Les Gitans d’Ukraine retournent dans leur pays

Selon le journal britannique The Independent, des groupes de défense des droits ont révélé que les réfugiés roms qui ont cherché un refuge sûr commencent à retourner dans l’Ukraine déchirée par la guerre après avoir été maltraités par les pays d’accueil en Europe.

Bien qu’il n’y ait pas de chiffres exacts, un grand nombre des 50 000 Gitans estimés qui sont devenus des réfugiés lorsque la Russie a envahi l’Ukraine en février ont préparé leurs bagages et sont rentrés chez eux quelques semaines après avoir fui.

Le directeur du soutien et de la communication du Centre européen pour les droits des Gitans, Jonathan Lee, explique que certains sont rentrés lorsqu’ils ont appris que leurs régions n’étaient pas visées par les forces russes.

« D’autres sont rentrés parce qu’ils ont été confrontés à des conditions pires dans leur pays d’accueil et qu’ils n’ont pas reçu d’aide des gouvernements de ce pays, de sorte qu’ils n’ont pas pu s’installer », a ajouté Lee.

Il a indiqué que « les rapports que nous recevons semaine après semaine montrent que les Gitans souffrent de négligence, d’abus verbaux ou de mauvais traitements dans des domaines essentiels tels que la fourniture de nourriture et de médicaments dans les situations d’urgence et le logement. »
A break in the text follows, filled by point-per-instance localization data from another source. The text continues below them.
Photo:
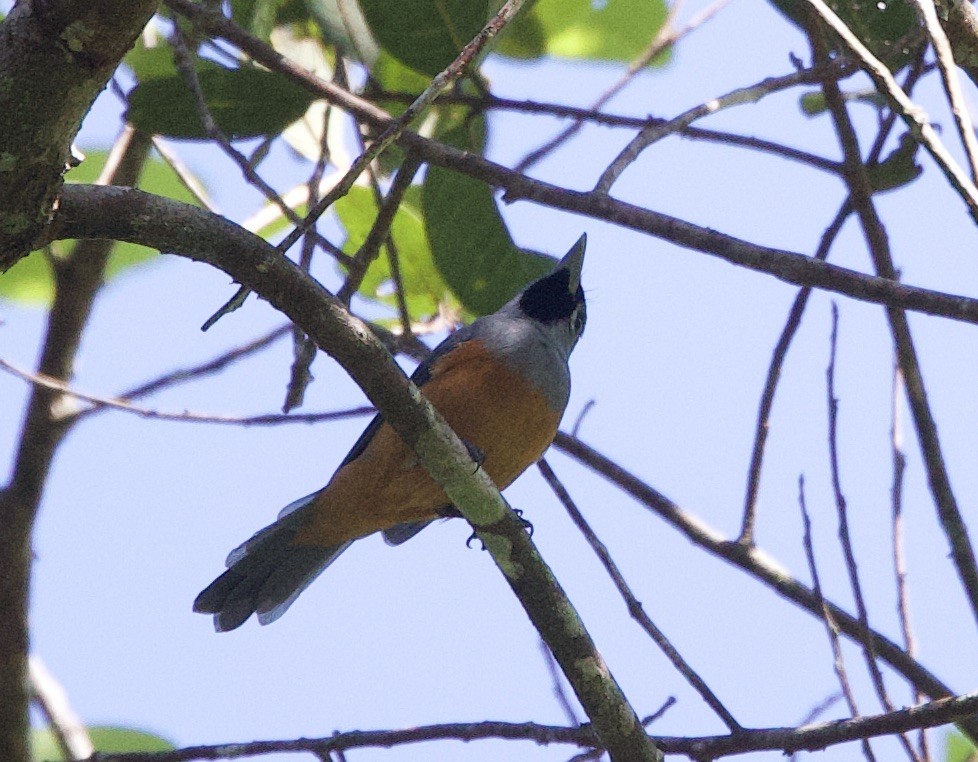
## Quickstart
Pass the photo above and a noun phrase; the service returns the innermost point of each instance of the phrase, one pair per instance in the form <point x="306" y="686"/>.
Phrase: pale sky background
<point x="139" y="515"/>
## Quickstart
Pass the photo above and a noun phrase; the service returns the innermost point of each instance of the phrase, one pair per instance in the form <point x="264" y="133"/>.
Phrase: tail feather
<point x="266" y="573"/>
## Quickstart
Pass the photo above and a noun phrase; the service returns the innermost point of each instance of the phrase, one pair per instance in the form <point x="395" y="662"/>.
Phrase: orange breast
<point x="485" y="402"/>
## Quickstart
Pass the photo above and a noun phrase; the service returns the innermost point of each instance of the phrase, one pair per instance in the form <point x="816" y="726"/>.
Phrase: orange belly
<point x="487" y="405"/>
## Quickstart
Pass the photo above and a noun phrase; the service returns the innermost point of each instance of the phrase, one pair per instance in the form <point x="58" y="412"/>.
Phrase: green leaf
<point x="426" y="35"/>
<point x="613" y="30"/>
<point x="244" y="102"/>
<point x="959" y="749"/>
<point x="424" y="288"/>
<point x="105" y="738"/>
<point x="346" y="28"/>
<point x="150" y="63"/>
<point x="31" y="281"/>
<point x="899" y="168"/>
<point x="470" y="243"/>
<point x="260" y="17"/>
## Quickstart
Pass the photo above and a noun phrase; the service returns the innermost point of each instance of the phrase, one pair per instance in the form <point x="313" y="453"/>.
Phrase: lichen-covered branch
<point x="125" y="214"/>
<point x="55" y="58"/>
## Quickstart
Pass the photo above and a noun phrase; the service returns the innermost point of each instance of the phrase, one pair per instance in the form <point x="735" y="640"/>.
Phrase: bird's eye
<point x="580" y="318"/>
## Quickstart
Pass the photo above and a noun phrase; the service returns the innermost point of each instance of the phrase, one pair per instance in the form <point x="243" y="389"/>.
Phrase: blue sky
<point x="139" y="515"/>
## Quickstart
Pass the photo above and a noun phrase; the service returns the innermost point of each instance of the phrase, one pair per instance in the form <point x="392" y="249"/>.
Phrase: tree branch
<point x="129" y="215"/>
<point x="77" y="278"/>
<point x="761" y="566"/>
<point x="785" y="265"/>
<point x="786" y="740"/>
<point x="55" y="58"/>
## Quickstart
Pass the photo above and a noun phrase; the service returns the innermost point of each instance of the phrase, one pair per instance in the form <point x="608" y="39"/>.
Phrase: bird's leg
<point x="478" y="455"/>
<point x="527" y="526"/>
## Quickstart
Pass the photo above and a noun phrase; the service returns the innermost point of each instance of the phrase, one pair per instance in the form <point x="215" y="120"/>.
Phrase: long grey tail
<point x="266" y="573"/>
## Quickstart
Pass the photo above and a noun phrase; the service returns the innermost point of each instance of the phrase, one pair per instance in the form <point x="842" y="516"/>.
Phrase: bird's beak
<point x="574" y="262"/>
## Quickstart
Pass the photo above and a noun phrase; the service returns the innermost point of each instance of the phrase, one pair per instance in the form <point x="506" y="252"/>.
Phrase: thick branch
<point x="128" y="215"/>
<point x="762" y="567"/>
<point x="55" y="58"/>
<point x="785" y="265"/>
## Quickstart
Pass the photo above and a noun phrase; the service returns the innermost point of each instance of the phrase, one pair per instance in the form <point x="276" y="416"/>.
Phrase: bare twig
<point x="831" y="628"/>
<point x="380" y="231"/>
<point x="635" y="608"/>
<point x="67" y="726"/>
<point x="590" y="115"/>
<point x="393" y="129"/>
<point x="951" y="520"/>
<point x="845" y="538"/>
<point x="899" y="559"/>
<point x="195" y="372"/>
<point x="774" y="375"/>
<point x="787" y="266"/>
<point x="667" y="37"/>
<point x="760" y="565"/>
<point x="791" y="327"/>
<point x="952" y="85"/>
<point x="786" y="740"/>
<point x="914" y="116"/>
<point x="740" y="96"/>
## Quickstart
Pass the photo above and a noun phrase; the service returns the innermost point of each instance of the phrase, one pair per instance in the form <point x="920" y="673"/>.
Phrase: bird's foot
<point x="477" y="454"/>
<point x="527" y="527"/>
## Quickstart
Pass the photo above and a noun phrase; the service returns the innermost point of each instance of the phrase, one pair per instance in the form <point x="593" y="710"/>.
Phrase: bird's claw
<point x="477" y="454"/>
<point x="527" y="527"/>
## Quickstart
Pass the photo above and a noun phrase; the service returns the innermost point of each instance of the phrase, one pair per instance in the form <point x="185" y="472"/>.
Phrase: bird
<point x="502" y="383"/>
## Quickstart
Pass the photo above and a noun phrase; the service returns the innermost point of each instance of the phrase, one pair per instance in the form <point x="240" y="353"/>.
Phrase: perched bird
<point x="502" y="383"/>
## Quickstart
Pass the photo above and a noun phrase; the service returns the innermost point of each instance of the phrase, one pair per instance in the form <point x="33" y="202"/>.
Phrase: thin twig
<point x="635" y="608"/>
<point x="396" y="127"/>
<point x="785" y="740"/>
<point x="381" y="228"/>
<point x="192" y="373"/>
<point x="914" y="116"/>
<point x="665" y="38"/>
<point x="952" y="85"/>
<point x="831" y="628"/>
<point x="845" y="537"/>
<point x="303" y="348"/>
<point x="489" y="101"/>
<point x="46" y="382"/>
<point x="899" y="558"/>
<point x="52" y="699"/>
<point x="742" y="95"/>
<point x="778" y="357"/>
<point x="757" y="563"/>
<point x="184" y="61"/>
<point x="949" y="515"/>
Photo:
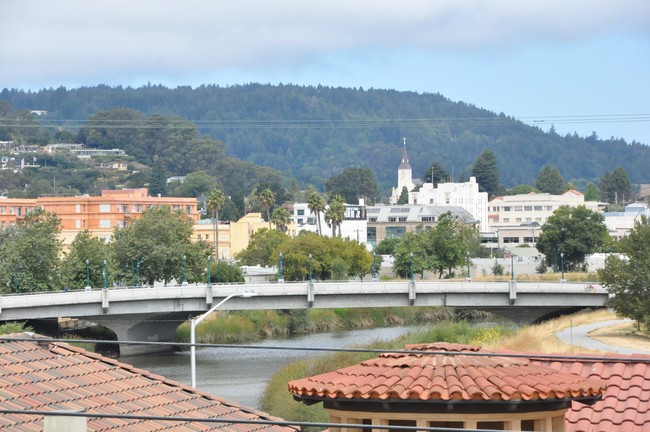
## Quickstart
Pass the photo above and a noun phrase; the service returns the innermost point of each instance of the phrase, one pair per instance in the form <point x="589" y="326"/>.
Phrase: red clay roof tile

Alors que le Centre européen pour les droits de l’homme affirme ne pas avoir encore vu de preuves de violations systématiques des droits de l’homme des réfugiés roms par les autorités, Lee affirme que « l’ampleur des abus commis par de nombreux individus et groupes dans divers pays était effroyable. »

Angelica Belova, militante Gitane et bénévole au Centre européen pour les droits de l’homme, a déclaré avoir reçu une série de rapports d’abus en provenance de plusieurs pays européens.

Selon Belova, la discrimination est un facteur important dans la décision des gens de retourner sur les lieux de la guerre, malgré les risques évidents.

Elle a souligné qu’en outre, le « faible niveau d’éducation de la communauté … crée une incapacité à trouver un emploi, un logement et à obtenir de l’aide »,

« Par conséquent, les gens sont obligés de retourner au danger, mais la patrie reste, où pour eux tout est clair et où il y a une vie normale », a-t-elle ajouté.

De nombreux membres de la communauté gitane qui n’avaient pas de passeport craignaient de ne même pas pouvoir franchir la frontière pour se mettre en sécurité. Selon les Nations unies, entre quatre et huit pour cent des 400 000 Roms d’Ukraine n’ont pas de passeport.

Lee a ajouté que « de nombreux Gitans sans papiers ont traversé la frontière vers la Moldavie (qui a complètement ouvert ses frontières) mais ont été confrontés à la ségrégation et à l’isolement dans des centres d’accueil pour réfugiés, dans des conditions de vie déplorables. »

« Nous avons déjà entendu dire que les Gitans ne sont pas de véritables réfugiés et qu’ils ne sont que des migrants économiques qui bénéficient de l’aide humanitaire », a expliqué Lee.